The RF63 setup you mentioned is pretty sweet. I listened to the RF63's and they are very detailed and revealing. Klipsch subs are not phenomenal for what you pay though. If you were to go with Klipsch, dump the sub and pick up an SVS PB13 Ultra or a PB12-Plus/2 (pretty nice in paino black). They cost less and best the RT12 hands down. 

You might have to travel into a bigger city to find a Klipsch dealer that has stock you can try out in store. You could use the find-a-dealer link on their website. There are also a few online stores that carry Klipsch. The find-a-dealer page can help you find online stores too. I'm sure you could find a better price somewhere else. Like I mentioned before, there is quite a bit of markup on speakers. Not nearly as much as cables and speaker wire, but on a $2000 pair of speaker 30-50% is not unheard of. 

I think www.vanns.com has the RF63 for $1800 a pair. I think the RT12d is about $2000 online.


----------



## RKlowetter (May 7, 2008)

Good Morning! Please educate me concerning OHMS for speaker set up. 4-6-8?? Why the differences? Also, what is the best and/or easiest way to hook up 2 subs. Thanks for your help.


----------



## mdrake (Jan 31, 2008)

Loudspeaker Design Cookbook would be a great read. It would give you a pretty good understanding of the basics and should help in your speaker quest. 

Matt


----------



## salvasol (Oct 31, 2006)

RKlowetter said:


> ... Also, what is the best and/or easiest way to hook up 2 subs. Thanks for your help.

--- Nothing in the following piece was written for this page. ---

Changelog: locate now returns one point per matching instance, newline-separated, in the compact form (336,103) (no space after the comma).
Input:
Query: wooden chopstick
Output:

If your receiver has only one Sub pre-out ... just use a "Y" cable to send signal to both subs :yes:


----------



## jakewash (Nov 29, 2007)

You could also daisy chain the subs if they are close to each other.

I could aslo recommend the Axioms, I have the M80s, Vp150 amd QS8s, check their website for the listening things forum and they have an audition list there. I know there are some owners in Texas, exactly where I can't remember.


----------



## JRace (Aug 24, 2006)

OHMS refer to the load presented to th amp. A bsic ananogy is to compare it to a water pipe. THe lower the OHM the greater the size of the pipe, and therefore there wil be agreater amount of water flowing through that pipe. And it will be harder for the upstream componet to provide the necessary flow.

If you have 4ohm speakers you need an amp capable of driving four ohm speakers.
So, unless the speakers you are buying are 4ohms it doesn't really matter as all Home Theater amps (or receivers) can drive 8ohm loads. Not all can drive 4ohm loads though.


----------



## RKlowetter (May 7, 2008)

I could have kept on procrastinating...but the equipment and installation comes on Wednesday! I listened to your advice and spent over 2 hours pursuing THE package and price that we could live with. Initial equipment list for our HT
JVC DLAHD1 projector
ELITE R135WH HD fixed screen
Yamaha RXV1800 A/V receiver
BH200 LG dual blu-ray/HDDVD 1080P 
KLIPSCH 7.2 2 RF62, 1 RC64, 4 RS52, 2 RPW 10 (Zip, you were right about the mark-up. This is where I was able to negotiate the most savings.)
Panamax power protection and a a Control 4 Controller to complete the system.
Add in another 30% for all cables, programming, and installation and we came in at $3.30 over our original equipment budget.
Thanks for all the input gang. Guess I'll have to go visit the HT seating forum next so we don't have to sit on folding chairs until XMAS!


----------



## Owen Bartley (Oct 18, 2006)

Sounds like you have the makings of a great setup, and you got a good deal on it all too, congrats! You should be very happy with what you've chosen, and I wouldn't worry about anything becoming obsolete unless you're one of those guys who has to be on the bleeding edge all the time. As much as I'd love to upgrade my gear every few years, it just ain't cheap! I'm still happy with my 6 or 7 year old Denon 2802 receiver, and will be for a few more years.


----------



## nova (Apr 30, 2006)

Congrats,... looks like a well thought out system that should keep you happy for many years,.....that is, until the upgrade bug hits. :devil:


----------